O mundo da gastronomia dinamarquesa, normalmente cordato e afável, foi recentemente abalado por uma acesa polémica. O chef Christian Puglisi publicou um vídeo no Instagram onde fazia duras críticas ao facto de Paul Cunningham, também ele um chef distinguido pelo Guia Michelin, ter criado um hambúrguer para a McDonald’s. Isto, a seu ver, equivalia a trair o património gastronómico e as responsabilidades de um chef. O ataque não era, por si só, uma novidade; é vulgar haver uma reacção de melindre sempre que um chef respeitado assina contrato com uma empresa de alimentos processados: aconteceu quando Marco Pierre White fez parceria com a Knorr, Tom Colicchio com a Coca-Cola Diet, Ferran Adrià com as batatas fritas Lay’s. Mas o verdadeiro alvo das críticas de Puglisi era novidade. Se criticava Cunningham, não era tanto por se ter vendido a uma empresa que faz comida má, era sobretudo por ter enjeitado as suas responsabilidades no que toca à saúde e ao ambiente. «É toda a gastronomia que perde credibilidade», advertia Puglisi, «numa altura em que alguns hipotecam a influência da sua estrela Michelin e os êxitos de toda uma carreira ao apadrinhar certas causas, que podem eventualmente, e indirectamente, vir a fomentar um sistema alimentar melhor para todos». Não vinha ao caso se alguém se lembrava de alguma vez terem rendido preito e homenagem a Greta Thunberg antes de receberem a sua primeira estrela Michelin. Vários colegas de profissão expressaram o seu apoio incondicional a Puglisi nos comentários ao vídeo, satisfeitos por verem assim defendido o código de honra do chef.
Já estamos longe do que George Orwell descreve nas páginas de Na Penúria em Paris e em Londres, ou até mesmo de Cozinha Confidencial de Anthony Bourdain. De um modo geral, pouco mudou nas cozinhas profissionais que, nos guias de antigamente, em princípios como em finais do século XX, surgiam como cenários dantescos: a cave escura onde os ajudantes, os chefs commis, descascam cebolas; a partida de carne, onde o menor deslize pode ter por consequência uma frigideira quente atirada à cabeça do infractor; o aboyeur afogueado que marca o ritmo de tudo e brada à cozinha os pedidos das mesas. Mas, na prática, ninguém reconhece a pessoa que está à frente desta brigade de cuisine — tal como ninguém reconhece, afinal, o seu trabalho. Os chefs já não se limitam a cozinhar ou a supervisionar os que cozinham.
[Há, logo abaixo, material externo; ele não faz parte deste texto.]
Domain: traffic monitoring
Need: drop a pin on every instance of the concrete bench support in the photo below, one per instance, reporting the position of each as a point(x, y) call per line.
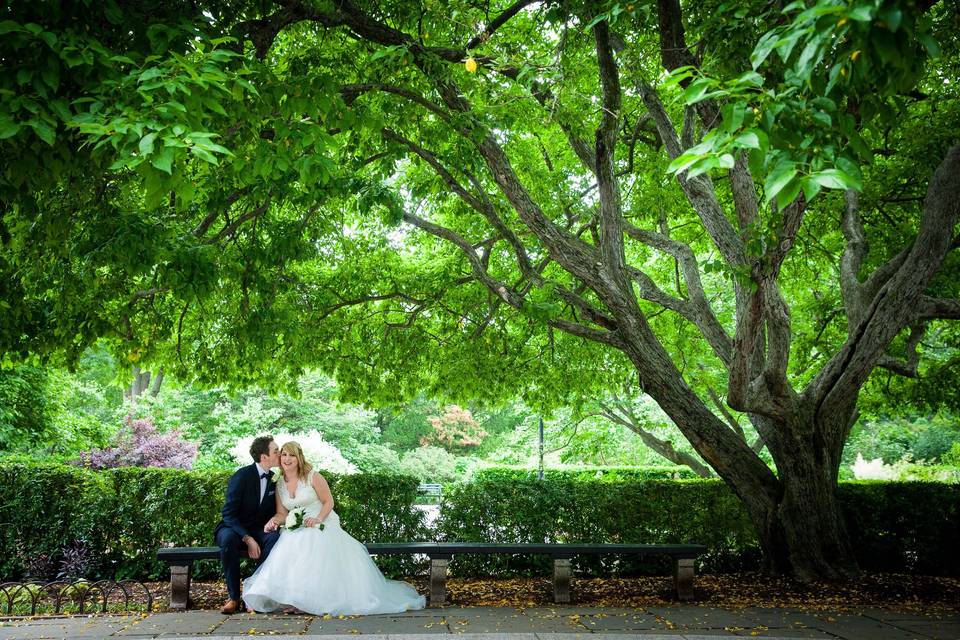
point(180, 560)
point(683, 578)
point(438, 580)
point(179, 586)
point(561, 580)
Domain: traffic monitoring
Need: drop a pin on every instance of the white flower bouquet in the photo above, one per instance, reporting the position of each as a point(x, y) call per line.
point(295, 518)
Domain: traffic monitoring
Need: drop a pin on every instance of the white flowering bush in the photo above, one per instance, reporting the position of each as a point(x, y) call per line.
point(904, 469)
point(873, 469)
point(318, 452)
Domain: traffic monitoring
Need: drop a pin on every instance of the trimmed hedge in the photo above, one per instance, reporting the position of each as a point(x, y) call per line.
point(124, 515)
point(602, 474)
point(893, 526)
point(575, 510)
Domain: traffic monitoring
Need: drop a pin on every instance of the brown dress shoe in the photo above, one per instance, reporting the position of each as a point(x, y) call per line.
point(231, 607)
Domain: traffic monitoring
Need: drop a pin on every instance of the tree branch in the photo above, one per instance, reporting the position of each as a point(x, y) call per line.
point(498, 22)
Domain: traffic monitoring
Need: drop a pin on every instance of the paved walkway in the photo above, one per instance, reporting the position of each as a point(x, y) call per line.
point(687, 622)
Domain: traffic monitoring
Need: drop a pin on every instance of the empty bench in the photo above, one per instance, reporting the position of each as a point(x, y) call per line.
point(440, 553)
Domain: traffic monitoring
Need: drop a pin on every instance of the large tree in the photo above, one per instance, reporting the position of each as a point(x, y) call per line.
point(749, 212)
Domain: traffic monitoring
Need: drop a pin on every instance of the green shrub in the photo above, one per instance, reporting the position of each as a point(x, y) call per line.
point(904, 526)
point(46, 507)
point(952, 457)
point(907, 527)
point(571, 509)
point(604, 474)
point(127, 514)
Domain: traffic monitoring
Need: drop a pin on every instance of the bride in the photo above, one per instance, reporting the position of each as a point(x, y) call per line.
point(319, 568)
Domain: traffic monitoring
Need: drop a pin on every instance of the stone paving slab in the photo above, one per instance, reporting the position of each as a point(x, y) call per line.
point(170, 624)
point(685, 622)
point(246, 623)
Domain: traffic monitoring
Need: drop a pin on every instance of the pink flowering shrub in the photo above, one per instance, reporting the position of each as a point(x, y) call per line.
point(455, 428)
point(138, 444)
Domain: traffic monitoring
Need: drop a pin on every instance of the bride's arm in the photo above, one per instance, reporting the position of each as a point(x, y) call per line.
point(323, 492)
point(280, 516)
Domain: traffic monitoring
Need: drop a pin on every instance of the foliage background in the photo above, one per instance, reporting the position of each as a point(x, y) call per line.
point(122, 516)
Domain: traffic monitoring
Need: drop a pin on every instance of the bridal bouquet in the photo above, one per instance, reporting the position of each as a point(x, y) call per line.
point(295, 518)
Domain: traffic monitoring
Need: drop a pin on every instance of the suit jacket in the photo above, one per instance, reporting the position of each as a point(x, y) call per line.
point(243, 511)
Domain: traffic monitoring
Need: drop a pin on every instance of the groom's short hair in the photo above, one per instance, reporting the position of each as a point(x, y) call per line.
point(260, 447)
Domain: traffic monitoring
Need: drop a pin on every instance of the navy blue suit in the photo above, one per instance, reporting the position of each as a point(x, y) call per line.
point(244, 514)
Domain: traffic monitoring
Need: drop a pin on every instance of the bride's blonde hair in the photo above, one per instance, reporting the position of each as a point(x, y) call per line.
point(303, 467)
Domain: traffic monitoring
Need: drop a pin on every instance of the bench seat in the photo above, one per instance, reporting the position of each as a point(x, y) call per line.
point(440, 553)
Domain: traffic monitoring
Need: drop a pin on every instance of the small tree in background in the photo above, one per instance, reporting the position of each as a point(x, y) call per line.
point(139, 444)
point(456, 428)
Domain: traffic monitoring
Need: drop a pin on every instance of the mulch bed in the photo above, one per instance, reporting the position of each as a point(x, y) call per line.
point(888, 591)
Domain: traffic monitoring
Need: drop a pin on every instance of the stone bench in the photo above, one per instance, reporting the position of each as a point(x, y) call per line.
point(440, 553)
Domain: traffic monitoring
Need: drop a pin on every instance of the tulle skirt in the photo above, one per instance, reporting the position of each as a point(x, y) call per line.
point(325, 571)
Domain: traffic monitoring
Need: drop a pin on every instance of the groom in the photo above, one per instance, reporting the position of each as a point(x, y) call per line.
point(250, 503)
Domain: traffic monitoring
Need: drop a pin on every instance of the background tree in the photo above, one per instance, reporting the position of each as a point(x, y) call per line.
point(228, 209)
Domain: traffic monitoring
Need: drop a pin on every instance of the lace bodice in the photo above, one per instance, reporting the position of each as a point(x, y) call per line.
point(305, 496)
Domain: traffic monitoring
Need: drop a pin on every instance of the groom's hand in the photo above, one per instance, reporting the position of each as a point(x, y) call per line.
point(253, 549)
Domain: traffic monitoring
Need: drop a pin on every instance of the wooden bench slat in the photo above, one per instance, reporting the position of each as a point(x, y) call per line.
point(180, 559)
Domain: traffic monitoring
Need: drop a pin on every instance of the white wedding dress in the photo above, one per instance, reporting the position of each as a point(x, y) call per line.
point(323, 571)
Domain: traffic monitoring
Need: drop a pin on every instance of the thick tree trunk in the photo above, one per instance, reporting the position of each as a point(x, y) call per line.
point(803, 533)
point(157, 381)
point(796, 513)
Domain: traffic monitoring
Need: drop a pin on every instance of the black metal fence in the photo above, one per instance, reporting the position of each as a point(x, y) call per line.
point(74, 597)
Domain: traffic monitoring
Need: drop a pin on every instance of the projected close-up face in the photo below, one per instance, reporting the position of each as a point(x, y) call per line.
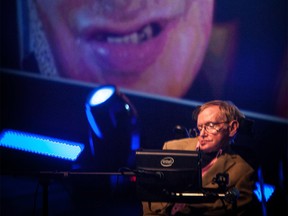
point(152, 46)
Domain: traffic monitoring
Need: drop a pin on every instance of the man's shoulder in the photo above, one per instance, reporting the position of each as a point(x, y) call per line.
point(181, 144)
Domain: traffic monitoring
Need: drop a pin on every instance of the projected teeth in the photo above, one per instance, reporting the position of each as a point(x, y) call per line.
point(134, 38)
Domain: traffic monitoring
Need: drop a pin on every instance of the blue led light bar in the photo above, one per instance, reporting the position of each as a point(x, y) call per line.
point(41, 144)
point(268, 191)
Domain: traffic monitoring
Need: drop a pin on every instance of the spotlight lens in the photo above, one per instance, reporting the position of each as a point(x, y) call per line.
point(101, 95)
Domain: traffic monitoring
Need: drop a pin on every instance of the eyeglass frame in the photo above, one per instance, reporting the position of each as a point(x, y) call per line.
point(198, 131)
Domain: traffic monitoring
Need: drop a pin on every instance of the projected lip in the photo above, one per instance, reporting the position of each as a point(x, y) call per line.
point(127, 51)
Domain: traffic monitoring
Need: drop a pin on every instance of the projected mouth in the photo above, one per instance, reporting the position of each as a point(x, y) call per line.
point(143, 34)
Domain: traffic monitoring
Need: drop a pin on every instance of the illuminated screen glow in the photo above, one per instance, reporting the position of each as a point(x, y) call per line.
point(43, 145)
point(101, 95)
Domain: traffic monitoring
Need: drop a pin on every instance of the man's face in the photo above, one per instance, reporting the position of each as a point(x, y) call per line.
point(148, 45)
point(220, 136)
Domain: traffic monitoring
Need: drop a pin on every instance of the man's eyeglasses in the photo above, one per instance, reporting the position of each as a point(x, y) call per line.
point(209, 127)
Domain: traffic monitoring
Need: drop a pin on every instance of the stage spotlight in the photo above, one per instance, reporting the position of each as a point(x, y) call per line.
point(114, 133)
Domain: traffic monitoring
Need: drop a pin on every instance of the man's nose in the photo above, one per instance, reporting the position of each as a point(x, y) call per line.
point(202, 132)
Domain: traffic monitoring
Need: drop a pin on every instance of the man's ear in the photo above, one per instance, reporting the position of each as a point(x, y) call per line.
point(234, 125)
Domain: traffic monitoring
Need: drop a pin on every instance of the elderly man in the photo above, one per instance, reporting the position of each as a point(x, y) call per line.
point(217, 125)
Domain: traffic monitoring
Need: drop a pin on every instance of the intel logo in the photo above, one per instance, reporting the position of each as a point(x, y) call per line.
point(167, 162)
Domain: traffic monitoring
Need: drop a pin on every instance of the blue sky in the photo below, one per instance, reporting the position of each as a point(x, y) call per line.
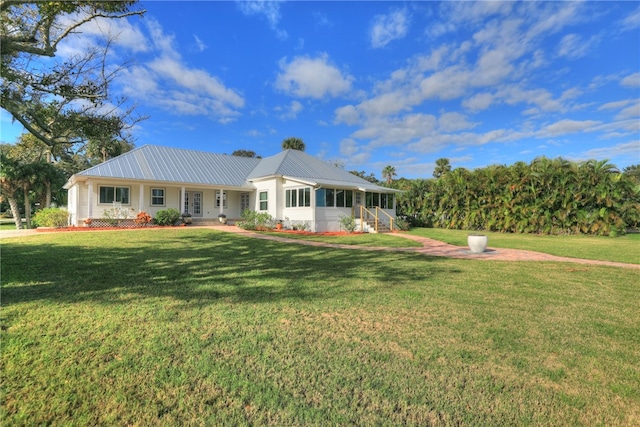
point(371, 84)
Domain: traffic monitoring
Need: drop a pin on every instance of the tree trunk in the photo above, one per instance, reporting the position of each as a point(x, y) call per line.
point(27, 206)
point(47, 203)
point(15, 211)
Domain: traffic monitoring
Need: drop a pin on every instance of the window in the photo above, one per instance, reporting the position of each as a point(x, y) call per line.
point(298, 197)
point(329, 197)
point(320, 197)
point(264, 202)
point(224, 199)
point(114, 194)
point(292, 198)
point(304, 197)
point(386, 201)
point(157, 197)
point(372, 199)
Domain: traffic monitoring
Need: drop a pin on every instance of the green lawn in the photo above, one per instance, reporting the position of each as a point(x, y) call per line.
point(355, 239)
point(621, 249)
point(198, 327)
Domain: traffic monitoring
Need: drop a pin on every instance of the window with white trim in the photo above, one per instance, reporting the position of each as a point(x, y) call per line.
point(298, 197)
point(110, 194)
point(264, 200)
point(224, 199)
point(334, 197)
point(157, 197)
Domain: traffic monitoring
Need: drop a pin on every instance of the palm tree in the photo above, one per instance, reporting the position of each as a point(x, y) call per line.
point(442, 166)
point(293, 143)
point(388, 173)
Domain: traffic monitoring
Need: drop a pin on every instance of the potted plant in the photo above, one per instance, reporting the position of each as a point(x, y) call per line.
point(186, 218)
point(477, 243)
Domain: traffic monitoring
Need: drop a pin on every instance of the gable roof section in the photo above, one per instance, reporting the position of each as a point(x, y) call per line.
point(176, 165)
point(156, 163)
point(302, 167)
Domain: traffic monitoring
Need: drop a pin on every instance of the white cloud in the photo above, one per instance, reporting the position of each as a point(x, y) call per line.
point(632, 111)
point(169, 83)
point(454, 122)
point(632, 80)
point(270, 10)
point(291, 111)
point(200, 45)
point(632, 21)
point(567, 126)
point(307, 77)
point(478, 102)
point(348, 115)
point(626, 149)
point(386, 28)
point(616, 104)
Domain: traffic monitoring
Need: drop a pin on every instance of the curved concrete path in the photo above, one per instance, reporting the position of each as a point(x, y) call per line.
point(432, 247)
point(429, 247)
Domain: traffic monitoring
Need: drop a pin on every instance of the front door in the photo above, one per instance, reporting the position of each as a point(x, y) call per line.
point(193, 203)
point(244, 202)
point(357, 204)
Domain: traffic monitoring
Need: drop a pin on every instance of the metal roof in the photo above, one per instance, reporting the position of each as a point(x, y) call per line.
point(166, 164)
point(297, 165)
point(156, 163)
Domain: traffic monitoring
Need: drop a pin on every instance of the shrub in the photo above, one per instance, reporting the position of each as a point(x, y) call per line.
point(51, 217)
point(348, 223)
point(402, 224)
point(167, 217)
point(143, 218)
point(252, 220)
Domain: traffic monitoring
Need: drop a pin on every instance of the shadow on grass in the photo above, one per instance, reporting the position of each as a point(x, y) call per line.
point(198, 267)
Um chef é um artista, um anfitrião, um inovador, um comentador político, um empreendedor, um defensor da justiça social e até mesmo um activista das alterações climáticas. Pelo caminho, deixou de ser um trabalhador manual, suando em bica numa cozinha abafada, e tornou-se um verdadeiro herói desta nossa cultura, guindando-se ao patamar de um Ronaldo ou de uma Angelina Jolie.
No curtíssimo espaço de uma geração as atribuições do chef alargaram-se a universos que ninguém ousaria imaginar. Inseridos numa profissão que, na história ainda recente, esteve repleta de cadastrados, de jovens que tinham abandonado o liceu e de quem não conseguiu arranjar trabalho noutro lado, os chefs são agora convidados da Casa Branca — não para cozinhar, mas para falar —, são figurantes em séries de televisão, são agraciados pelas suas rainhas com o título assunto de Sir. Têm honras de capa na Time, arranjam convites para o Fórum de Davos, são convidados a fazer o design de calçado confortável. Se há trinta anos os pais se horrorizaram talvez quando os filhos, nascidos na classe média-alta e com formação universitária, anunciaram que queriam ser cozinheiros, hoje apoiam essa decisão (na esperança de que a carreira da prole lhes permita a eles apressar as reservas num restaurante).
Em que momento se deu esta transformação? Durante quase toda a história da restauração foi sobretudo na cozinha que se realizou o trabalho do chef. (Por oposição a cook, a palavra chef designa, em inglês, o homem — e era quase sempre um homem — que está no topo da hierarquia de uma cozinha profissional.) Era ele que criava as receitas, encomendava os víveres, supervisionava os chefs commis, os cozinheiros e os sous chefs, e, se não fazia propriamente cada prato, pelo menos garantia que os seus subordinados adoptavam os mesmos padrões de exigência. Raramente os chefs eram conhecidos pelo nome; há umas décadas era impensável que um chef viesse à sala conversar com os seus clientes, e muito menos que os convidasse a visitar a cozinha. Só uma ínfima minoria granjeou fama para lá das portas de vaivém de uma cozinha; nomes como Auguste Escoffier e Paul Bocuse foram raríssimas excepções. A obrigação de um cozinheiro era cozinhar.